The Representation Agreement Act made such agreements possible in 2000. These documents usually contain a general statement concerning a person's wishes. For example, it may say they do not wish extraordinary measures taken to keep them alive. The agreements also stipulate a specific person or persons that would make these decisions. A list of alternates can also be drawn up.
In the absence of a health care representation agreement a pecking order of classes of relatives may equally have a say in health care decisions. The Public Trustee may become involved if there is a dispute. If there was a dispute between the same classes of family members or, as in the Shiavo case, disputes between parents and a husband, the agreement would be definitive as to the patient's request. In the Shiavo case the husband should have been the priority decision maker, but the issue still ended up in court.
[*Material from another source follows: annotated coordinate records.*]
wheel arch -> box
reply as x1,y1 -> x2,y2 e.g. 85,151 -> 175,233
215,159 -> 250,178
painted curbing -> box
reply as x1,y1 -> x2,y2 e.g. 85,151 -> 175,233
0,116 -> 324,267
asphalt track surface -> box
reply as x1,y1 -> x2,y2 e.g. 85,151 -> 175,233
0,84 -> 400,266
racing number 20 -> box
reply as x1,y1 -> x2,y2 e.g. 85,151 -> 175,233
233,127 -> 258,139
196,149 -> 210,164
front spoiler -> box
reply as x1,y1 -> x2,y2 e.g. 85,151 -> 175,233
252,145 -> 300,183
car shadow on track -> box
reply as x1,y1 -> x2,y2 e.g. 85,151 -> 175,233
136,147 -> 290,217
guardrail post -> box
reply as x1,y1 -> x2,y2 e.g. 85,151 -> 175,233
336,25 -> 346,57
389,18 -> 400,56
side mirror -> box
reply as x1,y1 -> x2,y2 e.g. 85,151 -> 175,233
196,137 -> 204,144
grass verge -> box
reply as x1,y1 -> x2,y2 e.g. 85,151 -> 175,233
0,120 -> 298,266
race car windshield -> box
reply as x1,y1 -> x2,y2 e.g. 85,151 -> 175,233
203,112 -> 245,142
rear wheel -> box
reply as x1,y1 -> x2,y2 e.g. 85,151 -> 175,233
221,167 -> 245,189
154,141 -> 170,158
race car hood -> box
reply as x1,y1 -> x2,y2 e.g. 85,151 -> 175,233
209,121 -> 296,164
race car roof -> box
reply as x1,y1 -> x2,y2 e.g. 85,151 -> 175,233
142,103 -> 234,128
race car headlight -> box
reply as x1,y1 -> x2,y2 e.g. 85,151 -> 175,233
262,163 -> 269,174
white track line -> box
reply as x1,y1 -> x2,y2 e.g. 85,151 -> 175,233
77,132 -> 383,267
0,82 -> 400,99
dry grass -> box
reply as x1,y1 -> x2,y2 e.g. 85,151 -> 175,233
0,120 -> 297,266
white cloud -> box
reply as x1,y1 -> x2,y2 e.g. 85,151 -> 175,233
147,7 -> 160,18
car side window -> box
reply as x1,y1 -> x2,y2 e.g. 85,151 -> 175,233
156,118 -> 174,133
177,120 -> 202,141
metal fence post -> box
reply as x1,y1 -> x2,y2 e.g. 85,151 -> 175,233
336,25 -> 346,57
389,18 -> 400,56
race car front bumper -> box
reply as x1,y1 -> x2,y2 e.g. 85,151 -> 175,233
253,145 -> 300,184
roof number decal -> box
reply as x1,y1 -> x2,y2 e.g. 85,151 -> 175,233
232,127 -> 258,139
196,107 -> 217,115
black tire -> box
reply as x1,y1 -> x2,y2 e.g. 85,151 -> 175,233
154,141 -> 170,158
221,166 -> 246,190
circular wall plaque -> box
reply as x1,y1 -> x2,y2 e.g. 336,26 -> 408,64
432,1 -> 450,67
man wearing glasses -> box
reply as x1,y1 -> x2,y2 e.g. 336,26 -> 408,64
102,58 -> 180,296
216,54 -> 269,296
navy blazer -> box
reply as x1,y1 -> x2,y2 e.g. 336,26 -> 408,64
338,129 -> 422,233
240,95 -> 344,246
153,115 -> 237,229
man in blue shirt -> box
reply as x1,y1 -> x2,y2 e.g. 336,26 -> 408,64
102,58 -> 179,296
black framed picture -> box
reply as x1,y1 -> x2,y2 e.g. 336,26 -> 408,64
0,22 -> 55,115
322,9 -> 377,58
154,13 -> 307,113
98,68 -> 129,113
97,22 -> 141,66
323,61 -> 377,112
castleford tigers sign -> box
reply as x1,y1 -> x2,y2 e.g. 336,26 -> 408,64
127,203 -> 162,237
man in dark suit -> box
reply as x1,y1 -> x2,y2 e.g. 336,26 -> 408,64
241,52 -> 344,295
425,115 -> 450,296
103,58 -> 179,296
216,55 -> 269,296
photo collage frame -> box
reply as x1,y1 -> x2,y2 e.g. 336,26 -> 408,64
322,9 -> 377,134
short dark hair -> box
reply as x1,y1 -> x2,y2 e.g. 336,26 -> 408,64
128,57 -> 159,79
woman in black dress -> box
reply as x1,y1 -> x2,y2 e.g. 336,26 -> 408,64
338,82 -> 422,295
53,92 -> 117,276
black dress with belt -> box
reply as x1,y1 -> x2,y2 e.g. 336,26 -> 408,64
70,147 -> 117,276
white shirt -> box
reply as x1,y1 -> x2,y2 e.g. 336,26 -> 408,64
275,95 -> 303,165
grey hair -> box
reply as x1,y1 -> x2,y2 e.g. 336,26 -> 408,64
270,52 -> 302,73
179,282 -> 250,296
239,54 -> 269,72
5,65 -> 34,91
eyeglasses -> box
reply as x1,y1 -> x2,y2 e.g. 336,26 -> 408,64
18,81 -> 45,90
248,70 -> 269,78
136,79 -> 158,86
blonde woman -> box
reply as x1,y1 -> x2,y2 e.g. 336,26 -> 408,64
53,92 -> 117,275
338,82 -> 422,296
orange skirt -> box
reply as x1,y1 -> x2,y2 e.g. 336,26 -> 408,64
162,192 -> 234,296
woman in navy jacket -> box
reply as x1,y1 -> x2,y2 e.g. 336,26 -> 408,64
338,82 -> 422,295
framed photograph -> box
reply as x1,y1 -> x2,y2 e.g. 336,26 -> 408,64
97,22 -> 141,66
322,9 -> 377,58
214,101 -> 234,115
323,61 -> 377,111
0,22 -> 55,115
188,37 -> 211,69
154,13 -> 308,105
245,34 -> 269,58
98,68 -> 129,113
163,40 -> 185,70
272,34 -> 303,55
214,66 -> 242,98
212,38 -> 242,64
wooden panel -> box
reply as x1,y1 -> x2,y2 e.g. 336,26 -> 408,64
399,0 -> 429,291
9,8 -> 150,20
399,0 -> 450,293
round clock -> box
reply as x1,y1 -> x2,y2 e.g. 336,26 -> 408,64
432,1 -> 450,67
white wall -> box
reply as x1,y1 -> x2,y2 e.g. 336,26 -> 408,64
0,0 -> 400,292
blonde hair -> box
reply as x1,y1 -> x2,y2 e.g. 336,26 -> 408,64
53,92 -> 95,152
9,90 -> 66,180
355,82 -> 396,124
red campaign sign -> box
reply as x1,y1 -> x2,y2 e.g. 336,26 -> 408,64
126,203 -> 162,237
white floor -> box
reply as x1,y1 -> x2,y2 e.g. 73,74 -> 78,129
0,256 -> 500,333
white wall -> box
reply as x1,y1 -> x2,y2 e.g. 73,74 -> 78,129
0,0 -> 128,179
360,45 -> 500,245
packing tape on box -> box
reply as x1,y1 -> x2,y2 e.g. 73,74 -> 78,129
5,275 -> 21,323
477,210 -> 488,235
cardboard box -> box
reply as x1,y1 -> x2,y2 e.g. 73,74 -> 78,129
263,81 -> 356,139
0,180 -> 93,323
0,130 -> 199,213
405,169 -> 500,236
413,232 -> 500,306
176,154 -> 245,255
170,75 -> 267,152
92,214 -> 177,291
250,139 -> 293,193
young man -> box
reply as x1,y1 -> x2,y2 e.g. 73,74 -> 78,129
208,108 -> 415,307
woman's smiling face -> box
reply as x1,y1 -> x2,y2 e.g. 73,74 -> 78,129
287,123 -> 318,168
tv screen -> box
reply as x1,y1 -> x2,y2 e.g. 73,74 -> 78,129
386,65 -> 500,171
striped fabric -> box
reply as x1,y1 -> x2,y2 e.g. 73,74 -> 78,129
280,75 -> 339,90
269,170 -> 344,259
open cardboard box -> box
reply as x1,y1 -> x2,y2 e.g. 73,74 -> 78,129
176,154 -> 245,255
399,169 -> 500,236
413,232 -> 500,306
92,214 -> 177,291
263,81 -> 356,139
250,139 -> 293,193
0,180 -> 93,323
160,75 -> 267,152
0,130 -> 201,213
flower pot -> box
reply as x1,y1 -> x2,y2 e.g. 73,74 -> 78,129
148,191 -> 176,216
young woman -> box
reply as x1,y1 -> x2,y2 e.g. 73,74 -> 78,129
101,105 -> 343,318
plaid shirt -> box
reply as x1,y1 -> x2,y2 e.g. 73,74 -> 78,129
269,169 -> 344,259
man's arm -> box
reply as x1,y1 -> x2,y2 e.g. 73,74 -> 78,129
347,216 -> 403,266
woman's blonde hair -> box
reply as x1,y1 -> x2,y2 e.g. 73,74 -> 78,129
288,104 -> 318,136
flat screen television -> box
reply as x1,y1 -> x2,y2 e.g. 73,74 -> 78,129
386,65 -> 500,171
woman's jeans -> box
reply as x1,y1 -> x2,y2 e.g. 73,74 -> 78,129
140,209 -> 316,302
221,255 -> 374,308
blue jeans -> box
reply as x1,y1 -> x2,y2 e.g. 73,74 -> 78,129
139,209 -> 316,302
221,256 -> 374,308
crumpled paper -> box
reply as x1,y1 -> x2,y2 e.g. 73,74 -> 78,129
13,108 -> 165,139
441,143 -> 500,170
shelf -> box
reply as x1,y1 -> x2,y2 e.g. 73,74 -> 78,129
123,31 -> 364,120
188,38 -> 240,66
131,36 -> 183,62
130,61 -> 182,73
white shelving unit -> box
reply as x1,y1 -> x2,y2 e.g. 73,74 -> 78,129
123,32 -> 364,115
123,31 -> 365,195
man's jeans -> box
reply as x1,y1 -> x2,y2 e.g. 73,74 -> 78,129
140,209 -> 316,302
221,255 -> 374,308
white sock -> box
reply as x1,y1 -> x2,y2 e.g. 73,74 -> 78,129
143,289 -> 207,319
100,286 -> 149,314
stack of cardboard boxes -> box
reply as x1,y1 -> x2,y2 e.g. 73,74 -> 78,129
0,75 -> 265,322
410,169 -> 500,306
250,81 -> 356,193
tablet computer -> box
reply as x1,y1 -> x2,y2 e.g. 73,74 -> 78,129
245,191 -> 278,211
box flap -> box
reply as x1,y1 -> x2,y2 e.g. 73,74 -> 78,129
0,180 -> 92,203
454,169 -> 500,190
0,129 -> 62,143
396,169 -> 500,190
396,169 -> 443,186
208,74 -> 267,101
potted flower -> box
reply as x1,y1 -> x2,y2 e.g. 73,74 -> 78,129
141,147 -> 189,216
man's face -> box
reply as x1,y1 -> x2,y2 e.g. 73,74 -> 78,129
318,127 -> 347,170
Even if you do not think your family would squabble over such issues, it is hard to know until the time comes. Deep religious and philosophical differences or plain hostility between potential decision-makers are your early warning signs. Proper planning provides peace of mind and reduced family stress, and it will hopefully keep your personal life out of the court system. It is always wise to have the proper documentation in place so that your wishes can be carried out according to what you specifically stated, not what someone else thinks you wanted.
It is a difficult and stressful decision to turn off someone's life support. Some people would have great difficulty making such a decision. You need to make sure the person you appoint or the default decision-maker (in the absence of a representation agreement) is capable of carrying out your wishes.
In some ways, having a health care representation agreement is like insurance. You hope it never has to be used but, if necessary, it is in place to protect you and your loved ones from unnecessary uncertainty, strife, ill will, and potentially costly legal wrangling.